The following commands can be used to operate on an engine object. The command name is the name of the object itself (as returned by ReferenceSystem::new) and the first argument is the method name. Any remaining arguments are arguments to the method.

engineName set propertyName value

engineName init engineName print ?channel? engineName enrollment identity fileTags outDir engineName verification speaker identity fileTags resultChannel engineName destroy The source code for the ReferenceSystem class can be found in tcl/vqst.tcl in the source distribution.

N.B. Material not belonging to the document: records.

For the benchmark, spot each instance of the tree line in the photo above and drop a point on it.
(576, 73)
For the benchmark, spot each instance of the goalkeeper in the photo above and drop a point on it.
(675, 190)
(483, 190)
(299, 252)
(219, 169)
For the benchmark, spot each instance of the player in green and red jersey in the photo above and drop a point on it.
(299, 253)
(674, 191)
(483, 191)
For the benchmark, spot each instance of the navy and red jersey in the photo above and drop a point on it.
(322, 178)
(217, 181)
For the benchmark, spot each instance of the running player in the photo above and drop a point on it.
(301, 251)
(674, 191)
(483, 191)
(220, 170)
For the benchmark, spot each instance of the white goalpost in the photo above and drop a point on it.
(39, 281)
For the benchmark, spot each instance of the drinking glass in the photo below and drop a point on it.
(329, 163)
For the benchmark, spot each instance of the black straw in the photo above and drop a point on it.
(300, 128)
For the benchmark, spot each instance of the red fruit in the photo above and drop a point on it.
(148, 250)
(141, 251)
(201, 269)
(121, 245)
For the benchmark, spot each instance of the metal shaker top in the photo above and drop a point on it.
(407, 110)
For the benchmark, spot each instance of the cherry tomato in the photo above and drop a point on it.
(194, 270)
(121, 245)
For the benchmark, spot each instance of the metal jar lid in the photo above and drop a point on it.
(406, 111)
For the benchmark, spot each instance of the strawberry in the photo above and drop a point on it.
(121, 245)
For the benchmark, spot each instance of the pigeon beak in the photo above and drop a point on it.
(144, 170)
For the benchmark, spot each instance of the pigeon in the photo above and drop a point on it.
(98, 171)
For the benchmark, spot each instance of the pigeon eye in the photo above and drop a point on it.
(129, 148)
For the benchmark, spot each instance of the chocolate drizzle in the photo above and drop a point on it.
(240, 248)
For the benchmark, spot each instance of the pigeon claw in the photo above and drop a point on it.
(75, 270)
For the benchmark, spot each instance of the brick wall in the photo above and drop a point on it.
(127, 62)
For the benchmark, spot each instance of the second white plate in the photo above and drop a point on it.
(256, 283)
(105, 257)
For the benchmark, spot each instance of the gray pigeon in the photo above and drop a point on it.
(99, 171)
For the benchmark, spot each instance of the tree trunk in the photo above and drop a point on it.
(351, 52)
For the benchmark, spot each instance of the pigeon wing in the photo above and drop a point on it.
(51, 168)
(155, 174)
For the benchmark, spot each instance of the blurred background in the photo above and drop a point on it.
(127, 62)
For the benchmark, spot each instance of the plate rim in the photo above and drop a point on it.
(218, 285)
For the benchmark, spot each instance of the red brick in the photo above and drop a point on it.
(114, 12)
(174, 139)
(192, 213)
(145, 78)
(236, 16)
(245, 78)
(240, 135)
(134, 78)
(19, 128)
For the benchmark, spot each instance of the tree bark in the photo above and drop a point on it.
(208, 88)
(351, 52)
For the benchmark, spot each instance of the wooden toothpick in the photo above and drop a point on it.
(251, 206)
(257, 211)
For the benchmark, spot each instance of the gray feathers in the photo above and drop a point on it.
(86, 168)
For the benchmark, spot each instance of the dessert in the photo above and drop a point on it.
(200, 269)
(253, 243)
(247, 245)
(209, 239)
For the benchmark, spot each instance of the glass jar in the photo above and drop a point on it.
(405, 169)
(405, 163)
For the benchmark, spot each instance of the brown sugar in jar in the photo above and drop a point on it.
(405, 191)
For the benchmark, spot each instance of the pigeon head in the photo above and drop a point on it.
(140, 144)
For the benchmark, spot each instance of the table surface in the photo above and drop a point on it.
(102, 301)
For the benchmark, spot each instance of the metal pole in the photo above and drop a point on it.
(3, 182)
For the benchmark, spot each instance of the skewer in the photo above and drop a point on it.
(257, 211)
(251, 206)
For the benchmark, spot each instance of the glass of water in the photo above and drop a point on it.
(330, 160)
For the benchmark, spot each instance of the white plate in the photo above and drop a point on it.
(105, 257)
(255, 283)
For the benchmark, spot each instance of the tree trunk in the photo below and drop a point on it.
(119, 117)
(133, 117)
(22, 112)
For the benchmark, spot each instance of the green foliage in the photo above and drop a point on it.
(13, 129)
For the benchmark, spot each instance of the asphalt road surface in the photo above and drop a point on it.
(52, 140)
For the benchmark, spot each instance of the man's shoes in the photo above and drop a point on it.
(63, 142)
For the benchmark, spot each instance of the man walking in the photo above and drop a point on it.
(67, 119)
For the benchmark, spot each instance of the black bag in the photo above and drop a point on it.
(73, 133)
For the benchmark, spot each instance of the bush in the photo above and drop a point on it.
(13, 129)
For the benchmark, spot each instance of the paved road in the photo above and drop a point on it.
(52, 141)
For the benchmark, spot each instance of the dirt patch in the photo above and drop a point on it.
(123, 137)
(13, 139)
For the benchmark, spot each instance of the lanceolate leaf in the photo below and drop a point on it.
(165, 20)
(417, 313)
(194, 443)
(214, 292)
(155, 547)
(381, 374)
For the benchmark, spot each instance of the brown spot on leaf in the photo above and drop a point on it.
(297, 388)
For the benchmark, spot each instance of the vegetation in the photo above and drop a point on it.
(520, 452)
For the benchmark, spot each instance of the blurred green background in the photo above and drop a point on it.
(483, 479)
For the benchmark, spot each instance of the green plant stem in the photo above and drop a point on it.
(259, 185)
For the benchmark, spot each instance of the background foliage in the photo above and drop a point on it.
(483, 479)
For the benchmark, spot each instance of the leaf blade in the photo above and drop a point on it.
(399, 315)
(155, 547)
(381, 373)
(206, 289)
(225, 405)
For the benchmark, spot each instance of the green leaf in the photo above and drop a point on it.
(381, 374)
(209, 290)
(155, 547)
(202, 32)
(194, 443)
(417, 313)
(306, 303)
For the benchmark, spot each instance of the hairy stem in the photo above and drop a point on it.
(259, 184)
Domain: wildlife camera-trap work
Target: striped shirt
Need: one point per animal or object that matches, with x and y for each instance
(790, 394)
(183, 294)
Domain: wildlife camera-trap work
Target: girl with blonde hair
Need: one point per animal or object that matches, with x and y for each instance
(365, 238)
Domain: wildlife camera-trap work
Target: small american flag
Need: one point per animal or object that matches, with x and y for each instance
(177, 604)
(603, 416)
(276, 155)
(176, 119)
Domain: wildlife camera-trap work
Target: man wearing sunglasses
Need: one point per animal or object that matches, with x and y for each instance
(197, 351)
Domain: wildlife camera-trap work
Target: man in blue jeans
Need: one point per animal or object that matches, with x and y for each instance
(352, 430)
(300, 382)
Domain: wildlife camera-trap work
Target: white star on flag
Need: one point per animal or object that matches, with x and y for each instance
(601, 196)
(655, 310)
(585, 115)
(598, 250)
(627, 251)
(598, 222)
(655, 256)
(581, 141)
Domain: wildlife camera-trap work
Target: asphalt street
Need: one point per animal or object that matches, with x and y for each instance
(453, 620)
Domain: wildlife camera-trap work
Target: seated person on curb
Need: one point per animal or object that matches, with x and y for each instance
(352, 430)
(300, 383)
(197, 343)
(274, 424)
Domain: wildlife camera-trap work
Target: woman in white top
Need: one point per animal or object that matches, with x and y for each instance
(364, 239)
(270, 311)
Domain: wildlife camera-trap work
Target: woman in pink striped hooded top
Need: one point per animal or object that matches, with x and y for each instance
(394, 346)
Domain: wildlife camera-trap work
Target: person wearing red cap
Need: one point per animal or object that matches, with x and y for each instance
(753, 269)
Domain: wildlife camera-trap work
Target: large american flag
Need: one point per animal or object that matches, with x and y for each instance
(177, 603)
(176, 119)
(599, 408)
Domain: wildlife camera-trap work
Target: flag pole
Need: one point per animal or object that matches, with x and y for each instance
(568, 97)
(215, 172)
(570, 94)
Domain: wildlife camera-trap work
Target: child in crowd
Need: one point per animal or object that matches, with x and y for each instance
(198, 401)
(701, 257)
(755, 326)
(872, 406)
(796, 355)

property* default description
lpcConfig* -f200 -o60 -p12 -a0.97 -s1 configuration options to lin2parProgram. The available configuration options are described in Table 3.
cbSize* 64 size of codebook to create during an enrollment operation
normalization* 1 1 = use score normalization; 0 = no score normalization
nonClientModels* W a list of non-client model names separated with space (for example: "W", or "F M")
binDir "" where executable VQST files reside. May be empty ("") if they are in the current search path.
alw2linProgram* alw2lin binary program that decodes A-law sample to linear scale
lin2parProgram* lpccep binary program that parameterizes a speech file
concatProgram* concat binary program that concatenates parameterized files
gencbProgram* gencb binary program that trains a speaker model (codebook)
vqtestProgram* vqtest binary program that computes a score for a test utterance against a speaker model
tmpDir /tmp where to create temporary files
cliDir cli where to find client model files (codebooks)
refDir ref where to find non-client model files (codebooks)
linearExt .lin filename extension for sample files with linear scale
paramExt .lpc filename extension for parameter files
modelExt .cb filename extension for client and non-client model files (codebooks)
uniqTag set automatically by the new command
lpcConfigFileName set automatically by the new command
trace 0 Set to 1 for trace output; 0 for no trace output.
Table 2. Properties in a ReferenceSystem object. *These properties must have their default values for the system to perform as a reference system in the sense that it produces the same results in all sites.

option default description
-f 256 the speech frame size in samples
-o 50[%] the overlap between the neighbouring speech frames in percentage
-p 12 the LPC-cepstrum vector size
-t 0.01 the absolute energy threshold: this parameter is used to discard any speech frame whose absolute average energy is less than the given value
-a 0.95 the pre-emphasis coefficient
-h 0 header size (in number of integers) : its default value is "0" meaning use all the speech samples in the input file. If it is set to any non-zero value, that many samples at the top of the speech file will be ignored. Note that when the alw2lin program is used to produce the input to the LPC-cepstrum program, header size must be 0.
-s 0 a trace information parameter: if set to zero, info on various parameter values will be printed. If set to "1" no parameter values are printed (silent mode).
Table 3. Configuration options for the LPC-cepstrum program.